New pre-print on Arctic charr parallel evolution

Parallel evolution by non-parallel routes is a major fascination of mine. Here we have a pre-print submitted (and ms in the appropriate pipelines) about how such parallel evolution can happen, overcoming non-parallel backgrounds. The transcriptome!

This is the outcome of a major group effort, including two PhD theses and many many years' worth of sampling ...

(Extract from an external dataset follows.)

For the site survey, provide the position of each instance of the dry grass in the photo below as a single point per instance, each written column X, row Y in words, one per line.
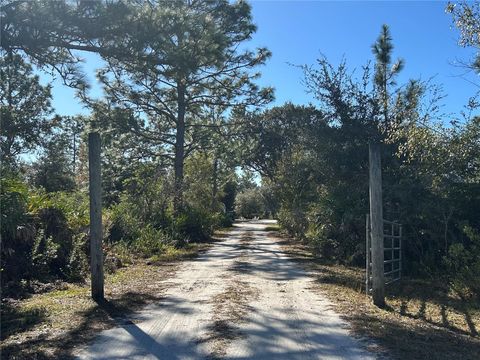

Preprint at https://www.biorxiv.org/content/early/2018/02/14/265272.article-info

Abstract: 
Quantifying the extent to which evolution is predictable is critical to understanding biodiversity origins and its responses to future environmental challenges1,2. Replicate, or parallel, phenotypic evolution has been found in classic examples such as anole lizards, stickleback fishes, salmonid fishes, and cichlid fishes3-8 and reflects similar adaptive outcomes. However it is not well understood if, how, and at what rate ecologically relevant phenotypic evolution can overcome the heterogeneous genetic backgrounds that are pervasive in natural populations. To test evolutionary predictability in a Holarctic ‘natural experiment’, we used genome-informed single nucleotide polymorphism data, transcriptome-wide gene expression comparisons, and eco-morphology analysis within and across lakes and evolutionary lineages of a freshwater salmonid fish, Arctic charr (Salvelinus alpinus). We found significant parallel evolution in replicate specialist ‘ecotypes’ for adaptive morphological traits associated with foraging. This predictability overcomes pervasive population-specific variation caused by complex demographic histories, differing genomic divergence in response to selection, and non-parallel genetic associations with ecotype. Remarkably the functional molecular bases to ecotypes, inferred from gene expression and biological pathways, were extensively and significantly shared across ecotype replicates. Our findings suggest that parallel evolution by non-parallel evolutionary routes is possible when the regulatory molecular phenotype compensates for divergent histories.